Having thus considered the general character of the content of lyric poetry, and the mode of its expression, as also the varied grades of culture which are more or less consonant with its fundamental principle, it will be our further task to examine these general points of view more nearly in the detail of their more important features and relations.

Here, too, I ought at starting once again to emphasize the distinction which obtains between epic and lyrical poetry. In our consideration of the former we directed our attention above all to the primitive national Epos, and merely referred incidentally to the inadequate collateral branches, as also to the poet in his creative capacity. This we are unable to do in the case of the type under discussion.
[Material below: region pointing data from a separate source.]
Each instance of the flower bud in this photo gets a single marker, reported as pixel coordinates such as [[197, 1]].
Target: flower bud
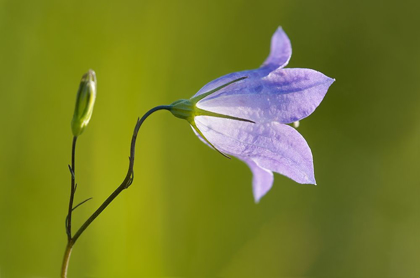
[[85, 101]]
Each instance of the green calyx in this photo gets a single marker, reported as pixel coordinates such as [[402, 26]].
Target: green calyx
[[85, 102], [187, 109]]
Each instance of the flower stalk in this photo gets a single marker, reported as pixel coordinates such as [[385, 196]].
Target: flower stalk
[[124, 185]]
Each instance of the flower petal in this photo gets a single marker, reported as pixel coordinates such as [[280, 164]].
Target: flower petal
[[262, 179], [280, 52], [250, 74], [272, 146], [284, 95]]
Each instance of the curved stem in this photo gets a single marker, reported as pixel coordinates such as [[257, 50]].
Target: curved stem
[[73, 187], [66, 259], [125, 184]]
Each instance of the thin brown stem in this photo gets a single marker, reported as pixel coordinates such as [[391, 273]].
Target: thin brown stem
[[124, 185], [73, 187]]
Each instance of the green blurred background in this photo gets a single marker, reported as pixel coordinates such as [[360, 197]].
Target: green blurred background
[[190, 212]]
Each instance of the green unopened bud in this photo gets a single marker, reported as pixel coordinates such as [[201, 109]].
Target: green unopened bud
[[85, 101]]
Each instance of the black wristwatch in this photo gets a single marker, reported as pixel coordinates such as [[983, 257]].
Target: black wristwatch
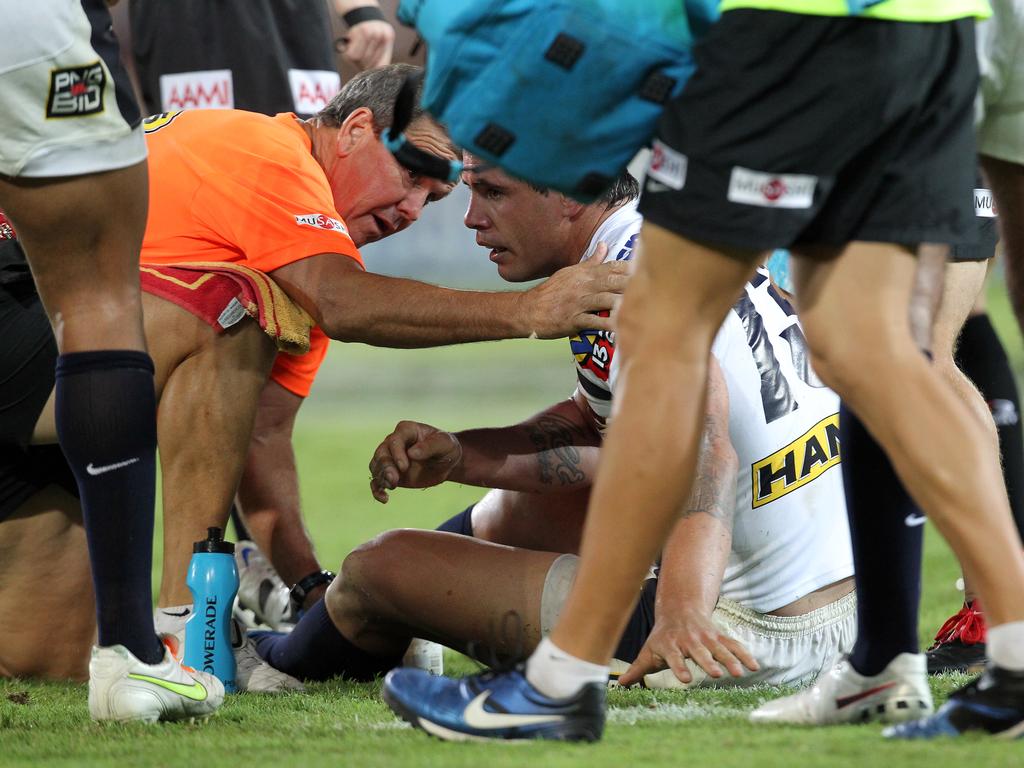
[[307, 584], [365, 13]]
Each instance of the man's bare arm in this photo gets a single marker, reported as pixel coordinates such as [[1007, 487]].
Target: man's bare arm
[[555, 451], [353, 305]]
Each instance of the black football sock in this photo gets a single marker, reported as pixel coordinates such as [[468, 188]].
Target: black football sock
[[107, 423], [886, 530], [315, 650], [980, 354], [460, 523]]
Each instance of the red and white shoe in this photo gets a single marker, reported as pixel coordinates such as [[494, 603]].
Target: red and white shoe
[[842, 694], [960, 643]]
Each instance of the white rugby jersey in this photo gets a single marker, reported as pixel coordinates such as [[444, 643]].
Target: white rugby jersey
[[593, 349], [790, 532]]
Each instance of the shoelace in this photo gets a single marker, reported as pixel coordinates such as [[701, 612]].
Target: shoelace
[[968, 626]]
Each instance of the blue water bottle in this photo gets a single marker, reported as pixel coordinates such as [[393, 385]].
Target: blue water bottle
[[213, 580]]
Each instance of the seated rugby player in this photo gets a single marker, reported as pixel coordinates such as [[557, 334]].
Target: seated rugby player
[[250, 215], [757, 578]]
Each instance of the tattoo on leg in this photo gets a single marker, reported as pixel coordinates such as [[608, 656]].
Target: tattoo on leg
[[557, 458]]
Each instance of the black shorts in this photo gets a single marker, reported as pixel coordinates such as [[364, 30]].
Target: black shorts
[[799, 129], [261, 42], [28, 357], [640, 625], [986, 227]]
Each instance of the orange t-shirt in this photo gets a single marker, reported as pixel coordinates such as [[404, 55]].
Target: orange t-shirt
[[232, 185]]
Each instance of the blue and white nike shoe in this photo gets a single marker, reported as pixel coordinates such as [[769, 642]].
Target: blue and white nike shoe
[[993, 704], [493, 706]]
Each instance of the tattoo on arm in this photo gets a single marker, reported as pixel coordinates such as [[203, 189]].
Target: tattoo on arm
[[555, 438], [714, 489]]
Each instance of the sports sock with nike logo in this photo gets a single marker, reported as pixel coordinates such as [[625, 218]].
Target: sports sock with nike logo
[[887, 550], [107, 424]]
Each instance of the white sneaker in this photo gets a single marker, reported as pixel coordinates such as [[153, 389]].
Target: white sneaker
[[425, 654], [122, 688], [252, 673], [898, 693], [261, 590]]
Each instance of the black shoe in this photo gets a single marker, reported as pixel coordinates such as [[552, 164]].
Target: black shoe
[[993, 704], [956, 656], [960, 643]]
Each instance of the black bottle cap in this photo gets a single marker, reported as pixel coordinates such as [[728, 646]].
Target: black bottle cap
[[215, 543]]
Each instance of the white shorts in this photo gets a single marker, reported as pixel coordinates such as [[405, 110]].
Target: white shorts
[[67, 105], [791, 650], [1000, 100]]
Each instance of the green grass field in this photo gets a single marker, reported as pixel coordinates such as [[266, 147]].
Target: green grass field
[[359, 396]]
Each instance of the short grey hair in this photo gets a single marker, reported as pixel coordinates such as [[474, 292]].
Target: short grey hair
[[376, 90]]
On the contrary, we shall find that subjects of the greatest importance invite our review as respects the individual creative power; and, on the other hand, in respect to the classification of the several types in which lyrical poetry, whose general principle it is to disintegrate and isolate the content and its configurations, is respectively differentiated. We may define the subsequent course of our investigation as follows:

First, our attention will be directed to the lyrical poet himself.

Secondly, we propose to examine the lyrical work of art as the creation of the individual poet's imagination.

Thirdly, we shall classify the types which are deducible from the general notion of lyrical composition.